You can buy lightweight nylon cord at a hardware store that you can make whatever length you want. Just attach a clasp like on a leash and presto!


----------



## cbrand (Aug 9, 2009)

Lincoln Love said:


> My trainer suggested letting the puppy run free with a harness for the first 4 months for exploration. It wasn't until after 4 months where we started on the obedience with heal etc. I know all trainers are different though.


Yikes!!! I would not wait 4 months to teach a dog good leash manners?


----------



## Searcher (Aug 7, 2009)

I guess I wasn't clear enough on my questions. Not sure if this explains it any better.

1. If I am tethering how much length should she have? I know she should have to stay close by me but don't know what type of space contraints are needed. 

2. We aren't trying to get her to heel at this point. Just to learn to walk with us keeping the leash loose & not to sniff or eat everything.


----------



## cbrand (Aug 9, 2009)

Searcher said:


> I guess I wasn't clear enough on my questions. Not sure if this explains it any better.
> 
> 1. If I am tethering how much length should she have? I know she should have to stay close by me but don't know what type of space contraints are needed.
> 
> 2. We aren't trying to get her to heel at this point. Just to learn to walk with us keeping the leash loose & not to sniff or eat everything.


1. Enough space so that puppy can lie down comfortably and so that you do not step on her, but not so much that she can move away and make a puddle. 

2. The puppy stops to stop and eat/sniff because you let it. 

Leash walking in our house is a job. It is not play time. It is not the dog's time. The dog's job, starting the day it is leash broken, is to walk next to me and always keep one eye on anything I might do or want to do. Failure to focus has logical consequences (like I might turn, dog doesn't notice and gets a collar correction because it naturally lagged).

To that end, the puppy should always be on your left side (no crossing in front or behind). You are walking. If the puppy tries to stop, keep going. DON'T LOOK BACK! The slack in the leash will be take up and the puppy will get a pop/pull. When the puppy moves to catch up to you, keep walking but PRAISE PRAISE PRAISE and tell the puppy how smart it is. I like to bend down to offer a treat with my left hand. The puppy will learn really quickly that walking nicely with Mom = good and easy. Stopping = annoying collar correction that is uncomfortable.

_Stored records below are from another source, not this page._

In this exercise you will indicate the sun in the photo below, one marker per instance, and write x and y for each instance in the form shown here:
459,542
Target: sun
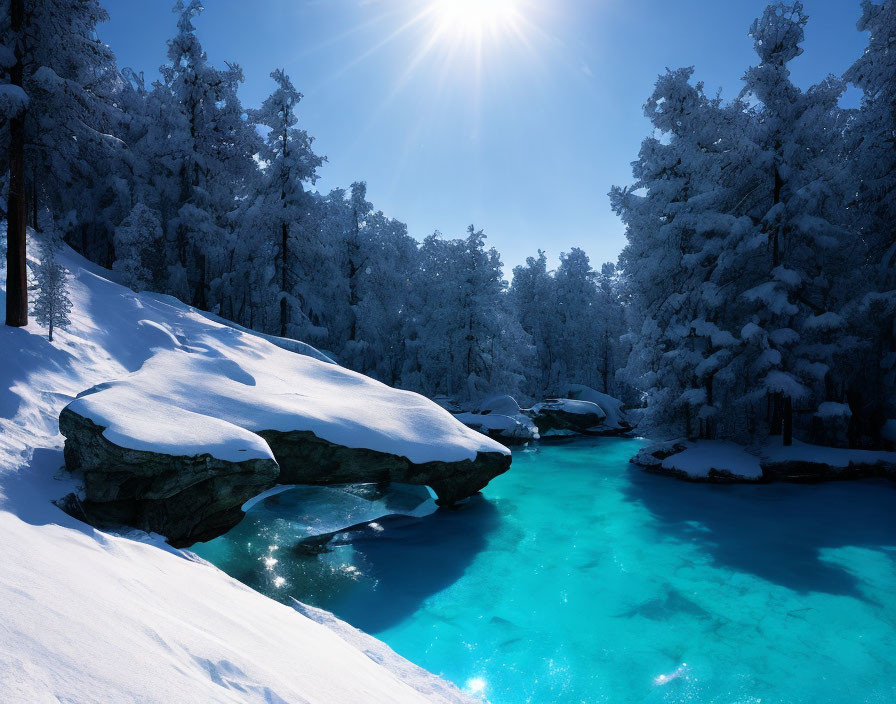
473,19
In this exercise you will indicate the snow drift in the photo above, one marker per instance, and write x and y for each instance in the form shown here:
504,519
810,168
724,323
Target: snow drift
91,617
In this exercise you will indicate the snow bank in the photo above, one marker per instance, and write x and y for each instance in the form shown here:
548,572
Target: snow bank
516,428
203,376
572,406
90,617
226,378
836,457
801,462
702,457
610,405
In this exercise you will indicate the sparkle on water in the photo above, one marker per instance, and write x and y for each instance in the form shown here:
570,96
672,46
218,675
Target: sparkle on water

BTW... Stanley Coren in his book The Intelligence of Dogs says that Poodles learn new tasks in 1-3 repetitions.


----------



## Searcher (Aug 7, 2009)

Thank you, that makes it much clearer to me.
We appreciate the help.


----------



## artsycourtneysue (Jul 21, 2009)

Nicely said Cbrand! Our pup would have never walked well and would have aweful leash manners if we let her roam for the first few weeks... Poodles have a nice way of training YOU if you don't train them from day 1 lol


----------